| oLBFGS {stochQN} | R Documentation |
oLBFGS guided optimizer
Description
Optimizes an empirical (convex) loss function over batches of sample data.
Usage
oLBFGS(x0, grad_fun, pred_fun = NULL, initial_step = 0.01,
step_fun = function(iter) 1/sqrt((iter/10) + 1),
callback_iter = NULL, args_cb = NULL, verbose = TRUE,
mem_size = 10, hess_init = NULL, min_curvature = 1e-04,
y_reg = NULL, check_nan = TRUE, nthreads = -1)
Arguments
x0 |
Initial values for the variables to optimize. |
grad_fun |
Function taking as unnamed arguments 'x_curr' (variable values), 'X' (covariates), 'y' (target variable), and 'w' (weights), plus additional arguments ('...'), and producing the expected value of the gradient when evalauted on that data. |
pred_fun |
Function taking an unnamed argument as data, another unnamed argument as the variable values, and optional extra arguments ('...'). Will be called when using 'predict' on the object returned by this function. |
initial_step |
Initial step size. |
step_fun |
Function accepting the iteration number as an unnamed parameter, which will output the number by which 'initial_step' will be multiplied at each iteration to get the step size for that iteration. |
callback_iter |
Callback function which will be called at the end of each iteration. Will pass three unnamed arguments: the current variable values, the current iteration number, and 'args_cb'. Pass 'NULL' if there is no need to call a callback function. |
args_cb |
Extra argument to pass to the callback function. |
verbose |
Whether to print information about iteration statuses when something goes wrong. |
mem_size |
Number of correction pairs to store for approximation of Hessian-vector products. |
hess_init |
Value to which to initialize the diagonal of H0. If passing 'NULL', will use the same initializion as for SQN ((s_last * y_last) / (y_last * y_last)). |
min_curvature |
Minimum value of (s * y) / (s * s) in order to accept a correction pair. Pass 'NULL' for no minimum. |
y_reg |
Regularizer for 'y' vector (gets added y_reg * s). Pass 'NULL' for no regularization. |
check_nan |
Whether to check for variables becoming NA after each iteration, and reverting the step if they do (will also reset BFGS memory). |
nthreads |
Number of parallel threads to use. If set to -1, will determine the number of available threads and use all of them. Note however that not all the computations can be parallelized, and the BLAS backend might use a different number of threads. |
Value
an 'oLBFGS' object with the user-supplied functions, which can be fit to batches of data through function 'partial_fit', and can produce predictions on new data through function 'predict'.
References
Schraudolph, N.N., Yu, J. and Guenter, S., 2007, March. "A stochastic quasi-Newton method for online convex optimization." In Artificial Intelligence and Statistics (pp. 436-443).
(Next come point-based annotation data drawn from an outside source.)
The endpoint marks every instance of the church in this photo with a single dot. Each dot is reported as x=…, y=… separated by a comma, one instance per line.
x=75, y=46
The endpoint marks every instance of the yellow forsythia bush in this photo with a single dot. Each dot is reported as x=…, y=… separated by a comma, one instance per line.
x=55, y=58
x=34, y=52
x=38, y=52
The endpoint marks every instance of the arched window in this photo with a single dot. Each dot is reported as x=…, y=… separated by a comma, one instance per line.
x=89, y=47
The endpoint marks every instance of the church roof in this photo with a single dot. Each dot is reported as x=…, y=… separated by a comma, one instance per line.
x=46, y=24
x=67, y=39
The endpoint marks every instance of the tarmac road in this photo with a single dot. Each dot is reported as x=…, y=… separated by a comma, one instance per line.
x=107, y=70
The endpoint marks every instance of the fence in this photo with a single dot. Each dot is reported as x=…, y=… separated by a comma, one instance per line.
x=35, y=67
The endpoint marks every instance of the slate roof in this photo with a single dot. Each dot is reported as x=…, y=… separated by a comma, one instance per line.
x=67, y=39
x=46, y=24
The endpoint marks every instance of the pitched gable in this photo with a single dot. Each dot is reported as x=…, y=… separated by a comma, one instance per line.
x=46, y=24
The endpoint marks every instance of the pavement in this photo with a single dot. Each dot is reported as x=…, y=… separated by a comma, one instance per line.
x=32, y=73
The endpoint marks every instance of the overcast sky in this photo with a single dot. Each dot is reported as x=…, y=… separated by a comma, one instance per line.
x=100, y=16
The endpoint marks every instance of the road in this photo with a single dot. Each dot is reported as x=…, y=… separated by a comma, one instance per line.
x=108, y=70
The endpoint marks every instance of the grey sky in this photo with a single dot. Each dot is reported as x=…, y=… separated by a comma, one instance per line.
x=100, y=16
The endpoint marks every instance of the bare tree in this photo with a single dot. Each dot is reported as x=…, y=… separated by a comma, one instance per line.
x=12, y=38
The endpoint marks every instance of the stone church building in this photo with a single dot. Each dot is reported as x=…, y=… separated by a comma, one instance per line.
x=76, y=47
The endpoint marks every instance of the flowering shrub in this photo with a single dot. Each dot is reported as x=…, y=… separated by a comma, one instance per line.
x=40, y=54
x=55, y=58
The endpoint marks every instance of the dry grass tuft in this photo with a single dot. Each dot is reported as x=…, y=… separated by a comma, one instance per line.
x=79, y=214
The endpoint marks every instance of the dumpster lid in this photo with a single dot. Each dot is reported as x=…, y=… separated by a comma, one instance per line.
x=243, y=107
Wright, S. and Nocedal, J., 1999. "Numerical optimization." (ch 7) Springer Science, 35(67-68), p.7.
See Also
partial_fit , predict.stochQN_guided , oLBFGS_free
Examples
### Example regression with randomly-generated data
library(stochQN)
### Will sample data y ~ Ax + epsilon
true_coefs <- c(1.12, 5.34, -6.123)
generate_data_batch <- function(true_coefs, n = 100) {
X <- matrix(
rnorm(length(true_coefs) * n),
nrow=n, ncol=length(true_coefs))
y <- X %*% true_coefs + rnorm(n)
return(list(X = X, y = y))
}
### Regular regression function that minimizes RMSE
eval_fun <- function(coefs, X, y, weights=NULL, lambda=1e-5) {
pred <- as.numeric(X %*% coefs)
RMSE <- sqrt(mean((pred - y)^2))
reg <- lambda * as.numeric(coefs %*% coefs)
return(RMSE + reg)
}
eval_grad <- function(coefs, X, y, weights=NULL, lambda=1e-5) {
pred <- X %*% coefs
grad <- colMeans(X * as.numeric(pred - y))
grad <- grad + 2 * lambda * as.numeric(coefs^2)
return(grad)
}
pred_fun <- function(X, coefs, ...) {
return(as.numeric(X %*% coefs))
}
### Initialize optimizer form arbitrary values
x0 <- c(1, 1, 1)
optimizer <- oLBFGS(x0, grad_fun=eval_grad,
pred_fun=pred_fun, initial_step=1e-1)
val_data <- generate_data_batch(true_coefs, n=100)
### Fit to 50 batches of data, 100 observations each
set.seed(1)
for (i in 1:50) {
new_batch <- generate_data_batch(true_coefs, n=100)
partial_fit(
optimizer,
new_batch$X, new_batch$y,
lambda=1e-5)
x_curr <- get_curr_x(optimizer)
i_curr <- get_iteration_number(optimizer)
if ((i_curr %% 10) == 0) {
cat(sprintf(
"Iteration %d - E[f(x)]: %f - values of x: [%f, %f, %f]\n",
i_curr,
eval_fun(x_curr, val_data$X, val_data$y, lambda=1e-5),
x_curr[1], x_curr[2], x_curr[3]))
}
}
### Predict for new data
new_batch <- generate_data_batch(true_coefs, n=10)
yhat <- predict(optimizer, new_batch$X)